Liberate.FHE natively supports python programming language. To install and use Liberate.FHE, please follow the steps below:
Liberate.FHE runs on single or multiple GPUs. Running Liberate.FHE on GPUs requires installing nvidia-driver. Additionally, you need to install CUDA that matches the version of PyTorch you intend to use. Theses settings are necessary for GPU-based operations.
To build Liberate.FHE, you need to install poetry, a dependency manager and packaging tool for Python. It is recommended to set up a virtual environment to manage the project in an isolated environment.
Clone the github repository of Liberate.FHE to obtain the latest source codes.

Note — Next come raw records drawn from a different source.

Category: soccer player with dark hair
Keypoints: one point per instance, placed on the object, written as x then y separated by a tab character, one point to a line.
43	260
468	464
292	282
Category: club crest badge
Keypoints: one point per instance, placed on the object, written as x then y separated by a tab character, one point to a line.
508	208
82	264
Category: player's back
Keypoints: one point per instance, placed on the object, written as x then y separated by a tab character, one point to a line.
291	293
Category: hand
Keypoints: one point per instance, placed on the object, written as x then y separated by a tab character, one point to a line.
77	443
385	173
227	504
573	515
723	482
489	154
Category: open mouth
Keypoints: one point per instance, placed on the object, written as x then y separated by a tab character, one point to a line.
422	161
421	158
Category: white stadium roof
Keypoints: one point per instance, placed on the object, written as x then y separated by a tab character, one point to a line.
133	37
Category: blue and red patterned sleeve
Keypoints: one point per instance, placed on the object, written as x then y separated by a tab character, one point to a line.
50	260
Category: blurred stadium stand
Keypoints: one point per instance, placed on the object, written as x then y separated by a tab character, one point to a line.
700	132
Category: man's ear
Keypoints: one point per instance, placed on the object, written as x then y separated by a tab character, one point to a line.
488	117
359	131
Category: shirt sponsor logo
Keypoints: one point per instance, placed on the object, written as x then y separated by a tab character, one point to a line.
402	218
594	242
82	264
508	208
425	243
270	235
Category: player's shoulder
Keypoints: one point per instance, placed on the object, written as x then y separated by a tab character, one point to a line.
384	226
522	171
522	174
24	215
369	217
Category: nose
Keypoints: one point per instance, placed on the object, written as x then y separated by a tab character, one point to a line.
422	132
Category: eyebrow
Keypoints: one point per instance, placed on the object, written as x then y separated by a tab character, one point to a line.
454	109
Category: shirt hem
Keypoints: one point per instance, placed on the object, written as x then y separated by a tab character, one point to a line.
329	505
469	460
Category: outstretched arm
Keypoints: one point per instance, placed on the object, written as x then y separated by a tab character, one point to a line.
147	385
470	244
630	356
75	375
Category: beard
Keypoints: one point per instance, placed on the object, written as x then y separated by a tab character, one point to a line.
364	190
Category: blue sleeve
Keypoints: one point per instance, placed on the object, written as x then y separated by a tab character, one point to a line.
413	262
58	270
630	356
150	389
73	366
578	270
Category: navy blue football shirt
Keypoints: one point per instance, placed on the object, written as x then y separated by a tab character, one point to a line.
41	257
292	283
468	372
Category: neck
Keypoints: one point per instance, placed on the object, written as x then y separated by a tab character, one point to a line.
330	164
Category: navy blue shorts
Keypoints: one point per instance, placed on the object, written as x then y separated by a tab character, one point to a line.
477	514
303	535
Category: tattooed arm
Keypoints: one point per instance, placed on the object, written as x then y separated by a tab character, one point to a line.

Use poetry to install the project dependencies. Open a terminal and run the command poetry install
. This will automatically install all the required packages for the Liberate.FHE.
To compile CUDA by running the setup.py
file. In the terminal, run the command poetry run python setup.py install
. This command will compile CUDA files.
Build the project by running the command poetry build
in the terminal. This will create a distributable format of the package.
Install the Liberate.FHE by running the command poetry run python -m pip install .
in the terminal. This will install the Liberate.FHE library into your system.
Operating System : Liberate.FHE is compatible with Ubuntu.
Python : Liberate.FHE requires Python version 3.10 or above. You can download and install Python from the official website. And we recommend using the python virtual environment.
PyTorch : Liberate.FHE uses the pyTorch package. When you install Liberate.FHE, it automatically installs PyTorch.
CUDA : If you want to utilize the GPU, install CUDA. Ensure that you choose a version of CUDA that is compatible with PyTorch, and install it accordingly.